1. Pond algae to help clean up nuclear wastes effectively

Pond alga

It has been found out that the fresh water bright green algae, Closterium Moniliferum has the capability to differentiate Strontium-90, a potent damaging agent found in nuclear waste. Generally, Strontium-90 is similar to Calcium in its physical properties and is very difficult to decipher from the nuclear waste which also contains large quantities of calcium. But his natural scavenger has the immense ability to do so. It actually works by concentrating the metals that are present around it in the water. In the process, it absorbs Strontium, barium and calcium from the water around it. It then creates a concoction of the metals and thus processes them into crystals. It is at this point that the crystals of Strontium-90 are recognised and are differentiated from the calcium crystals. Calcium then spit out into the surrounding water, while the heavy metals are accumulated inside the cells. These biotic cells can hence be used safely to discard off the harmful and poisonous radioactive metals.

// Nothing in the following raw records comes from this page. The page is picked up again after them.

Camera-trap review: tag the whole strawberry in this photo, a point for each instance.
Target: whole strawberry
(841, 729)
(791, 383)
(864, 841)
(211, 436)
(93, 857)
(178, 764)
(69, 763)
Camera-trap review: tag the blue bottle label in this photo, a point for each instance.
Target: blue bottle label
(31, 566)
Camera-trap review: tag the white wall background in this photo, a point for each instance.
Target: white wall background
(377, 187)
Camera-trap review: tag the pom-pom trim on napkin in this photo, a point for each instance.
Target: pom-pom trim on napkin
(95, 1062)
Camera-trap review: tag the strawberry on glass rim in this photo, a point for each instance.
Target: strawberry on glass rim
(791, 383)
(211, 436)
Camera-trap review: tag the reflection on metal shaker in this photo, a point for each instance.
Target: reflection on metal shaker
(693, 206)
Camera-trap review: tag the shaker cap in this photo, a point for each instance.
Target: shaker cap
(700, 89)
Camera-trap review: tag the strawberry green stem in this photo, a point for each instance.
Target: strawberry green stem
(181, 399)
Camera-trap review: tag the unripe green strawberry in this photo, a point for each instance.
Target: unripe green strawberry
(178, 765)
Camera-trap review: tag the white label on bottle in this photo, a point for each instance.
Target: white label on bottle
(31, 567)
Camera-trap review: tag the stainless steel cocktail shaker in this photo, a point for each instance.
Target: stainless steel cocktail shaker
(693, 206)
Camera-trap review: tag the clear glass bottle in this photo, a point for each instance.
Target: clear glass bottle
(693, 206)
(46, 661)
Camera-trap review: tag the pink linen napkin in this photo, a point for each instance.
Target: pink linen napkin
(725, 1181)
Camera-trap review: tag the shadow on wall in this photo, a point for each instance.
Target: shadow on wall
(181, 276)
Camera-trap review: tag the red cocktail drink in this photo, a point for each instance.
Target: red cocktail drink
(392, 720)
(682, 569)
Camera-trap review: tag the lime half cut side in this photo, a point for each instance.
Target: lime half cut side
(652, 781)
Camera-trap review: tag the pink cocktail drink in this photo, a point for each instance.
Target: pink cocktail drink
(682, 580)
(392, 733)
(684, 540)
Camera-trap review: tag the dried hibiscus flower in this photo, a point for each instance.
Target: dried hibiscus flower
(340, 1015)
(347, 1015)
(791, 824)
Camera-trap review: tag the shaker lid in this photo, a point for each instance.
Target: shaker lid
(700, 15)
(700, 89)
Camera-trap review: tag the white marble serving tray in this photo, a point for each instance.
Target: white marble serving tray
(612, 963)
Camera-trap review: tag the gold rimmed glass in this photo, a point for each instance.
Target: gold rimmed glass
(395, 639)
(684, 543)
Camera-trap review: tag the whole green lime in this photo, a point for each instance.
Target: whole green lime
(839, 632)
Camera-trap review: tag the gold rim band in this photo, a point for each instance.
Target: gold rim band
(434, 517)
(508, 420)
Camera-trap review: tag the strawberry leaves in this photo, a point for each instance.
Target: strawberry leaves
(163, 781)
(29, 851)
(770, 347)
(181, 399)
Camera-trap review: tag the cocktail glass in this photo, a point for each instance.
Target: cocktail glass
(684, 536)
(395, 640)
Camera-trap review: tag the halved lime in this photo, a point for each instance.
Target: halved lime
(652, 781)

2. Microbes that generate electricity while cleaning nuclear wastes

Microbes

The organism under consideration in this case is Geobacter, a bacterial type that shows presence in the soil. This bacterium has appendages, or small mobile parts outside its cellular body, also known as nanowires. This fact was uncovered by a team of microbiologists led by Gemma Reguera. Normally, in other bacterial cells, these appendages are used for purposes like collection of food and movement. But in Geobacter, these appendages act as organs for cleaning up nuclear waste and formulators of electricity. Better put, these nanowires help the bacteria to survive and grow in an environment that has been contaminated with heavy metals. Strange, but these little boons seem to have adapted themselves to the dominating human ways. A pilot project has also been successfully executed using these bacteria. Acetate was first added to the source of uranium. Acetate is the diet of Geobacter and thus helped the bacterial colonies to multiply quickly. The uranium was cleared up as expected. To boost the process, researchers have also given birth to an advanced strain of the bacteria which would contain greater number of appendages, thus fastening the process of clearing up nuclear wastes.

3. Researcher hopes to clean radioactive waste with stinky bacterium

Stinky bacterium

The microbe that we would encounter in this entry is Desulfovibrio Vulgaris. The waste scavenging property of this bacterium has only been discovered as yet. Further experiments and research work are still to find detailing. The proposal of using this bacterium was given by the researcher Judy Wall. This bacterium processes the nuclear metal so as to catalyse an electronic transfer which would convert the unstable Uranium into a more stable Uranite form. Uranite is heavy and would sink to the bottom of the water source where it had previously been present in the radioactive state. This bacterium can hence be a potent nuclear waste scavenger in the future.